Her research interests include HIV/AIDS prevention, STIs, microbicides, HIV and HPV vaccines, and broader issues relating to women’s health.

Jane Soepardi

Jane Soepardi is the former Director of Vector Borne and Zoonotic Disease Control in the Ministry of Health, Government of Indonesia. Other posts she held previously within the Ministry have included Director of Child Health, Head of the Center for Data and Information; National TB Program Manager; National Immunization Program Manager; Medical Officer, Immunization; and Head of the Health Center in Insana in the Province of East Nusa Tenggara.

Rachel Tolhurst

Rachel Tolhurst is a social scientist with a background in gender, development and health. Her research interests and experience centre on qualitative research on gender and equity in health systems strengthening and the social determinants of health. Her research has included a focus on a range of health areas including maternal and child health, sexual and reproductive health and rights, gender based violence, antimicrobial resistance and communicable and chronic disease (including malaria, tuberculosis, lung disease and HIV).
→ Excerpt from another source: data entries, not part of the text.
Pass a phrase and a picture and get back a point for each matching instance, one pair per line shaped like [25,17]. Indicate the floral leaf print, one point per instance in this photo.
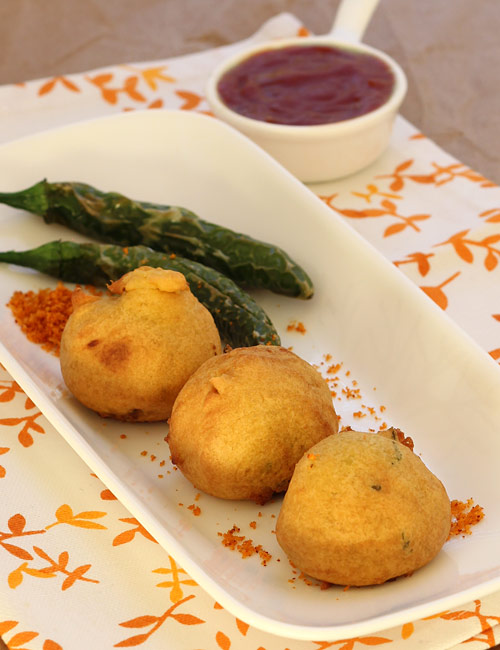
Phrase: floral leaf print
[57,566]
[421,259]
[24,436]
[110,94]
[462,247]
[15,578]
[487,622]
[349,644]
[440,176]
[51,645]
[407,630]
[3,472]
[372,191]
[7,626]
[64,515]
[394,229]
[153,75]
[128,535]
[223,641]
[387,208]
[156,622]
[175,583]
[495,354]
[493,216]
[437,294]
[17,551]
[16,525]
[242,626]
Rachel is currently the Social Sciences lead for the NIHR Global Health Research Unit on Lung Health and Tuberculosis in Africa at LSTM, and for the Drivers of Antimicrobial Resistance (DRUM) consortium (GCRF). She also leads the gender equitable careers theme on the DELTAS Learning Research Programme, in collaboration with the Capacity Research Unit.

Recent previous research has included leading LSTM’s contributions to two EU-funded consortia - MATIND, which evaluated two demand-side financing approaches to improving maternal health in India, and INPAC, which aimed to test an intervention to improve post-abortion family planning in China - as well as leading MRC-funded social science research exploring the drivers of child marriage in Sudan.

Cesar Victora

Cesar Victora is Emeritus Professor of Epidemiology at the Federal University of Pelotas in Brazil, where he has worked since 1977. He has honorary appointments at Harvard, Oxford and Johns Hopkins Universities. He has conducted extensive research in maternal and child health and nutrition, birth cohort studies, inequalities in health, and on the evaluation of the impact of major global health programs in a large number of countries. He was a founding member of the “Countdown to 2015: Maternal, Newborn and Child Health” initiative and is one of the leaders of the ongoing “Countdown to 2030” initiative.

In Pelotas, he coordinates the International Center for Equity in Health. He has over 700 peer-reviewed publications and is a member of the editorial boards of several journals, including The Lancet. He was President of the International Epidemiological Association (2011-14), and won the Canada Gairdner Global Health Award in 2017.